Before vacation, Marc had taken the boys to see "How to Train Your Dragon 2" in the theaters, so David John was super excited to see the komodo dragon at the Denver Zoo. He was staring, transfixed at the viscious reptile when he asked, "Mom, is it really hard to train that kind of dragon?" I replied that I'm sure it was near-impossible to train that kind of dragon. Later he told his brothers about the experience (they were on a different side trip) and told them all about the komodo dragon, adding, "It was even the hardest kind of dragon to train."

Our first activity at the party was decorating robot boxes. Elijah is modeling his in the front and Benjamin is in the background. When David John was wearing his, he insisted on being called "Robot Rally". He also amazed us all with the his robot's ability to transform into other things, namely, a box.

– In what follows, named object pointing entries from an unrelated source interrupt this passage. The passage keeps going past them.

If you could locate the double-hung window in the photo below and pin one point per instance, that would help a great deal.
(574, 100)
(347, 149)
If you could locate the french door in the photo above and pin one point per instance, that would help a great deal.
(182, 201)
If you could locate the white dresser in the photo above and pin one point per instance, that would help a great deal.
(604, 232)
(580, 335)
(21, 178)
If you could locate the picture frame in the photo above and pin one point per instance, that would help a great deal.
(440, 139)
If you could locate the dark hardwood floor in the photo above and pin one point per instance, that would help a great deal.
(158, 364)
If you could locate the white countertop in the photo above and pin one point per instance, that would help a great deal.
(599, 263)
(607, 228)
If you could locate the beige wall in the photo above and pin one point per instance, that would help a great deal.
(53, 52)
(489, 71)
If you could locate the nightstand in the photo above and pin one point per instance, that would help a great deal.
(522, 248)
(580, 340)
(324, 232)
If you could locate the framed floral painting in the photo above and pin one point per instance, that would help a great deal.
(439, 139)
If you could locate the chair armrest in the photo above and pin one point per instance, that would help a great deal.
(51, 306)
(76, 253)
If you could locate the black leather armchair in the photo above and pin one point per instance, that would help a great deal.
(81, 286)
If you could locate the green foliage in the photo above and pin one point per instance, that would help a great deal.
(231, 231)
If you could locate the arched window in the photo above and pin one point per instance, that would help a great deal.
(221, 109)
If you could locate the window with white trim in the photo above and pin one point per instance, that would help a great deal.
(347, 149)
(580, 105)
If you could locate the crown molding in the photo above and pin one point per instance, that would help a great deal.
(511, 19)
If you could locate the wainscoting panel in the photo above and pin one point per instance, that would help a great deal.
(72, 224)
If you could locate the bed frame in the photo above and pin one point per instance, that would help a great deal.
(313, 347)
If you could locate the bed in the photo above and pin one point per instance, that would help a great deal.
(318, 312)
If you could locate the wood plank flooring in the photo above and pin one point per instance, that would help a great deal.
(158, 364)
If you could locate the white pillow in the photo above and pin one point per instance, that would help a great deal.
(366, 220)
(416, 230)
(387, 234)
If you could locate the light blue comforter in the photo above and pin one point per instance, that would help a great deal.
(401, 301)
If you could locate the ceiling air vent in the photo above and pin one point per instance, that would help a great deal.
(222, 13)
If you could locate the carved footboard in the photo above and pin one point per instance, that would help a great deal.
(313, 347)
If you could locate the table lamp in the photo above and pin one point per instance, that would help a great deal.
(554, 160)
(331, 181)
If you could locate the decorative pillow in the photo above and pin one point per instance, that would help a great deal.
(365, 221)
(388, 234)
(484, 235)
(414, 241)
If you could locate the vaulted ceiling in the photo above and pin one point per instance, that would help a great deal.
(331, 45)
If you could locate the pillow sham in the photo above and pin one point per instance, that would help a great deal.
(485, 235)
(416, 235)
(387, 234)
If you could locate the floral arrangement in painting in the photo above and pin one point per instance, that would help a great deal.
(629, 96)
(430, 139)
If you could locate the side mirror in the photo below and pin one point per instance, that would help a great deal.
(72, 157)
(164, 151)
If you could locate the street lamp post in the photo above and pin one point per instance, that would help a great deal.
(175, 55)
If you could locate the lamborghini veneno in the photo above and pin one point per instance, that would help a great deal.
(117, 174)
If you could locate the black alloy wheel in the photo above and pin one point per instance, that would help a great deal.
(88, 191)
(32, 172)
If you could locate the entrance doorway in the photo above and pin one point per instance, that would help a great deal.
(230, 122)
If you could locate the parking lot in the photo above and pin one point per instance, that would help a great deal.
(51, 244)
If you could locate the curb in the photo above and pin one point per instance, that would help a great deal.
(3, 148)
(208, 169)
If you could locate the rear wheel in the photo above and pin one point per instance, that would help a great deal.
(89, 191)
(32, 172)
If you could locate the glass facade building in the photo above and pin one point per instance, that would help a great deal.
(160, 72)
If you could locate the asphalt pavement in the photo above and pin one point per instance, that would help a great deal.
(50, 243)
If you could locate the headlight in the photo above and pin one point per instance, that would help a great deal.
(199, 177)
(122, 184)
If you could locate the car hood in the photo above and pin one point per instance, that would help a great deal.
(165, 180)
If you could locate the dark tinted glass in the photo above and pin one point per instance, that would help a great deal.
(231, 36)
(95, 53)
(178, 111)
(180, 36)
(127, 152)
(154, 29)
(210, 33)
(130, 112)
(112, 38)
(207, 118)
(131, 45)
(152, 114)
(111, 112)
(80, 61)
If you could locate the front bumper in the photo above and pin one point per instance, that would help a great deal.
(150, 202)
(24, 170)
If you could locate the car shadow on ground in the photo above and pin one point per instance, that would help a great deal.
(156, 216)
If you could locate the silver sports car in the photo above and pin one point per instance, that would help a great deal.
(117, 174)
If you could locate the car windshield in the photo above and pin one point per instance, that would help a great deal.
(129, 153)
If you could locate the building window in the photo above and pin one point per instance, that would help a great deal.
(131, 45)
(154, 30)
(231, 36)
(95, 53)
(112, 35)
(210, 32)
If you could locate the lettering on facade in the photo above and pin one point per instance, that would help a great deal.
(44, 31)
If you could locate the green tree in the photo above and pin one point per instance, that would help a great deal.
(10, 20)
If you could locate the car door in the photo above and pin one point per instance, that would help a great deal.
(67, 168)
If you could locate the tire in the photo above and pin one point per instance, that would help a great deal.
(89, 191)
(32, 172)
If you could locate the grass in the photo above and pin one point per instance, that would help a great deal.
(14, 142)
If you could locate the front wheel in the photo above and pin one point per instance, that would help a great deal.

In "box mode" he would sit on the floor, pull his arms in and press his face to the arm-hole. 

More random David-Johnisms:
"I go to Jewnastics class!"
"We are making a scary hunted house."
"Boom-ya!"
"Can you paper-clip my nails Dad?"

David John has a vivid imagination and often makes up elaborate stories. For example, there is an apple-sauce monster which lives in the park behind our house. David John sometimes puts food out for the monster and at one point made a sign warning others about the monster's existence. In June, he had an ongoing saga about purple bananas left in random places which would then hatch purple minions that could eat anything and anyone in their path. One day, he came inside to tell me that there were purple bananas in the backyard. He then gasped, and said, "Oh no! I left Benjamin in the backyard! I need to go warn him!" He then ran back outside. Meanwhile, Benjamin had come in a different door and disappeared into the basement. David John then came back inside and told me in a very matter-of-fact voice. "Well, mm, I was too late. It ate Benjamin."

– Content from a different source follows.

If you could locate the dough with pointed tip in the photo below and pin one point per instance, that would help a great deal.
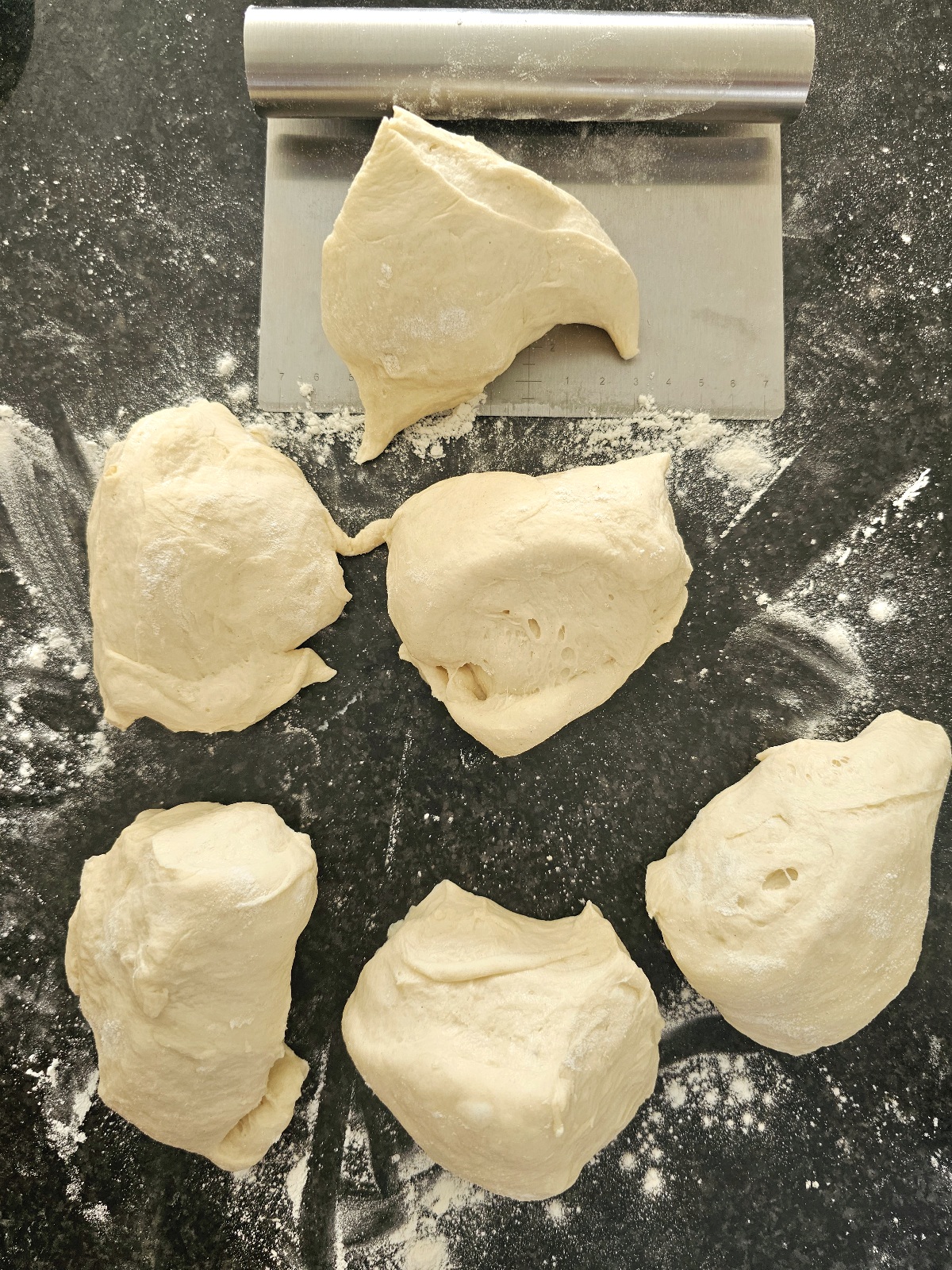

Dang, I love those chubby cheeks! David John was a little overwhelmed by the party but I still think he had a good time. We played games including robot-arm relay, nuts and bolts scramble, and robot dance. There was also a "piata" filled with candy and tiny robot toys.

David John asked if he could have the cap to the now-empty milk jug after breakfast one morning. I said he could, as long as he washed it off well and then put it away somewhere. "Oh, thanks Mom. I want it for my bottle-cap collection. I will put it in my object drawer. Well, it might be an object. I'm not sure. Until I find out, I will just keep it in the object drawer." Later I asked him what his definition of an object was, and it seemed more like the definition of objet d'arte or something that had the potential to become art. However, after looking at the contents of his "object drawer" and finding a hideous plastic spider I am more confused than ever.

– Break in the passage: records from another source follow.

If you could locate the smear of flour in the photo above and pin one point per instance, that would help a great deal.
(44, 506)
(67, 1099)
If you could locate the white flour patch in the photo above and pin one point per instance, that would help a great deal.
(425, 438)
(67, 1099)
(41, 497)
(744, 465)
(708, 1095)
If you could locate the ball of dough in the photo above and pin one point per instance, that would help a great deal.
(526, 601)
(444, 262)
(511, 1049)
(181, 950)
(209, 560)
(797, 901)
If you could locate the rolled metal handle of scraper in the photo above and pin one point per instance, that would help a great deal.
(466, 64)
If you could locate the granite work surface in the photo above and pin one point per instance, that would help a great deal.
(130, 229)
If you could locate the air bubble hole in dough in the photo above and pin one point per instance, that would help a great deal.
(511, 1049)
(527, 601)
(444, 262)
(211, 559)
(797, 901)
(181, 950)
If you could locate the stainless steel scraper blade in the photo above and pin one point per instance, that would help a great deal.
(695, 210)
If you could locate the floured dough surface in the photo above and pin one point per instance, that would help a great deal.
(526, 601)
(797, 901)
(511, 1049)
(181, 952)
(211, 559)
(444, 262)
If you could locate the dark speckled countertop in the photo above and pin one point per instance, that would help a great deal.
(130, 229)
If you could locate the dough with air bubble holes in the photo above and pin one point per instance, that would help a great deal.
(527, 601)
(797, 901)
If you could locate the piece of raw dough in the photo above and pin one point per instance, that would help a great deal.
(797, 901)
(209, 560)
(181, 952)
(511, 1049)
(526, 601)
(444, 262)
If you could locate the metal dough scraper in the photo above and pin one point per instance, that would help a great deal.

The local rec center recently built and opened an outdoor pool so we've been hitting the water in the blistering 80 degree North Dakota heat. The pool features a lazy river and slides and there are single and double inner-tubes available for patrons to use. David John approached me and asked if he could have an inner-tube for the lazy river specifying, "I want one for one character." He also told Marc that evening, "I was even in level 4," meaning the part of the pool 4 feet deep. Methinks he has played a few too many ipad games this summer....

We love this kid so much! I can't wait to see how he channels his endless creativity as he gets older. You've got the world on a string, kid.

Phew! Are you as exhausted as I am? Parenting this boy is a joy and a trial. Like the classic poem, when he is good is very very good and oh-so-cute but when he is bad he is horrid. As my grandfather said, "That one's a little different." Yep, he's an out-side the box kind of guy, at least when he's not being a robot, and we wouldn't have him any other way. Happy 5th Birthday David John!